On the other hand, there is little evidence supporting a role for the binuclear Zn site C in transport. In our study, cryo-EM structures and MD simulations indicate that removal of Zn from this site enhances the flexibility of the dimer interface between the CTDs. The resulting movements, however, are modest and the overall architecture of this domain remains unchanged. In the CTD of Znt8, one of the Zn ions is coordinated by conserved residues His234, His250, and Asp287 (site C1; Fig. S4 D). Although residues coordinating the second ion bound by the CTD of YiiP (site C2, Asp287, His263, and His285) are not conserved (Parsons et al., 2018), the CTD of Znt8 unexpectedly bound a second ion via a unique CHC motif in a nonconserved N-terminal extension. Like our studies of YiiP, ions were observed bound to the CTD of Znt8 even when Zn²⁺ was not present in purification buffers, indicating high affinity and poorly exchangeable sites. Constitutive binding is also consistent with an unresolved, high-affinity site detected in ITC binding studies with ecYiiP (Chao and Fu, 2004). In contrast, a structural study of isolated CTDs from CzrB showed that ions were readily exchangeable and that binding was associated with a dramatic conformational change (Cherezov et al., 2008); however, the CTD construct used for this study lacked a conserved salt bridge between protomers at the membrane surface (red and blue checkered rectangle in Fig. 9) and the entire TMD, which likely serve as powerful constraints on CTD conformation and thus on the innate affinity of site C.

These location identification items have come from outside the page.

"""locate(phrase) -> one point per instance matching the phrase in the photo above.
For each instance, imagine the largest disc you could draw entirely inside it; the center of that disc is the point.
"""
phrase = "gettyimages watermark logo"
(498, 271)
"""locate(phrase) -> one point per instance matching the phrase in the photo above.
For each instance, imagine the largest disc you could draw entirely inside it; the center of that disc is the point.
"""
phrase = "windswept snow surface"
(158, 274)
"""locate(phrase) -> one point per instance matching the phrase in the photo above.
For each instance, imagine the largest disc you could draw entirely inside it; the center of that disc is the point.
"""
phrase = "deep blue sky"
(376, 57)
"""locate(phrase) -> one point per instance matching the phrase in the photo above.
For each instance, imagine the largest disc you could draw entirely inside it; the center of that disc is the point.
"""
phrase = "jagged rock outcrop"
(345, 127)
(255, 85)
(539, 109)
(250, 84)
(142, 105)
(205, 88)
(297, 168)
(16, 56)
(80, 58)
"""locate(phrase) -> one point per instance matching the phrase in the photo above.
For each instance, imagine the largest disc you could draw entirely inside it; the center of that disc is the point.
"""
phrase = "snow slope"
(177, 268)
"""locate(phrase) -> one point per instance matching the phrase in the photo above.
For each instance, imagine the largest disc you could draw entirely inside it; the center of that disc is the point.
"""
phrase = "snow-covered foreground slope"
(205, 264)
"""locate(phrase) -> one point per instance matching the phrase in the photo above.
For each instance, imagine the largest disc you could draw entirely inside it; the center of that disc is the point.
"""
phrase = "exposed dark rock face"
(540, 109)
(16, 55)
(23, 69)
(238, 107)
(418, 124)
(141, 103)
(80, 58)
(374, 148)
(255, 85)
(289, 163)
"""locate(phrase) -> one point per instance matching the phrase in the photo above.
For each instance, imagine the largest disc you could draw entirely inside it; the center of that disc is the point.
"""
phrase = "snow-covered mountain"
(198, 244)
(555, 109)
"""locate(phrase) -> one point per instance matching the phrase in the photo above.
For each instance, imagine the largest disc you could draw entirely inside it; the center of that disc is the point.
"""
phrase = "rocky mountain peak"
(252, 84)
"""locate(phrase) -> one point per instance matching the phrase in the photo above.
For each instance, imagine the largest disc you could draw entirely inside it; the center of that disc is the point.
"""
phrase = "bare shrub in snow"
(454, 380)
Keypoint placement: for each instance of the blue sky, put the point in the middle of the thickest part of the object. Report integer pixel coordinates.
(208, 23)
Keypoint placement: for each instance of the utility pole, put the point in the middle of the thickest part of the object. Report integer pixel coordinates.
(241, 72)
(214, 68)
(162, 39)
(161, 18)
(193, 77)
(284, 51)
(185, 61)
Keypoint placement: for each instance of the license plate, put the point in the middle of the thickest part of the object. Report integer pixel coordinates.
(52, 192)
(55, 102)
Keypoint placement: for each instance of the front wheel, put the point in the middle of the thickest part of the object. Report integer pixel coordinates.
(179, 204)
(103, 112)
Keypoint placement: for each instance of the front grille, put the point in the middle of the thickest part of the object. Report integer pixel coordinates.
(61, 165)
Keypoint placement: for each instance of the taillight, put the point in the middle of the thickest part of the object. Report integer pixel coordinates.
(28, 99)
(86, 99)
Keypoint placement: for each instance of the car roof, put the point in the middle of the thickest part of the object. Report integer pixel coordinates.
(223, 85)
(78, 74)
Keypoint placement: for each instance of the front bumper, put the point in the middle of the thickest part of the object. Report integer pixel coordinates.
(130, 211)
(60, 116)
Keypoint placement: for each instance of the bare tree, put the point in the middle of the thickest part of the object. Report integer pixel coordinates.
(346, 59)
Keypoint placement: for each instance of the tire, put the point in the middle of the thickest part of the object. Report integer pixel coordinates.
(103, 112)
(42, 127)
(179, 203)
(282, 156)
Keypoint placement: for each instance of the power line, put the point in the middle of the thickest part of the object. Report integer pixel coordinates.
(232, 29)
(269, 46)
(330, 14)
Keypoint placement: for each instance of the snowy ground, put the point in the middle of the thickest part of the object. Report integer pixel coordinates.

Although our refined structures of apo and holo states show both protomers in equivalent conformations, 3-D variability analysis and MD simulations both suggest that each protomer can function independently. In particular, component 1 from the SP4 dataset shows conformational changes in M2, M5, and the M2/M3 loop in only one protomer. Similarly, collective variables from MD simulations show that one protomer can close the hydrophobic gate at the cytoplasmic side of the TMD independently of its partner. This noncooperative behavior is consistent with the structural results from Znt8, which revealed a dimer with alternate conformations for WT protein prepared in the presence of Zn²⁺ (Xue et al., 2020). Although this structure was at lower resolution, it clearly showed movements of M1, M2, M4, and M5 that convert the outward-facing state to the inward-facing state in one protomer. Interestingly, the dimer interface mediated by M3 and M6 was unaffected by these movements, supporting results from cross-linking of cysteine residues placed along M3 that also implied a static interface during transport (Lopez-Redondo et al., 2018). In Znt8, residues governing the hydrophobic gate are V219 in M5 and I266 in M6, which are in close apposition in the outward-facing state, but not in the inward-facing state. Using this structure as a template for the endpoints of the transport cycle, one could imagine that the apo conformation that we have observed is a first step in the process, which involves bending the cytoplasmic ends of M2 and M5. A second step involving tilting of M1 and M4 and straightening of the periplasmic ends of M2 and M5 would be required to complete the transition (c.f., Fig. 9). Clearly the individual transporters have different conformational energy landscapes that are likely to reflect the different physiological environments in which they function. In future studies, effects of the environment used to preserve the membrane domain (e.g., lipid bilayer versus detergent micelle) should be explored as they may hold the key to a better understanding of the conformational changes that govern the transport cycle.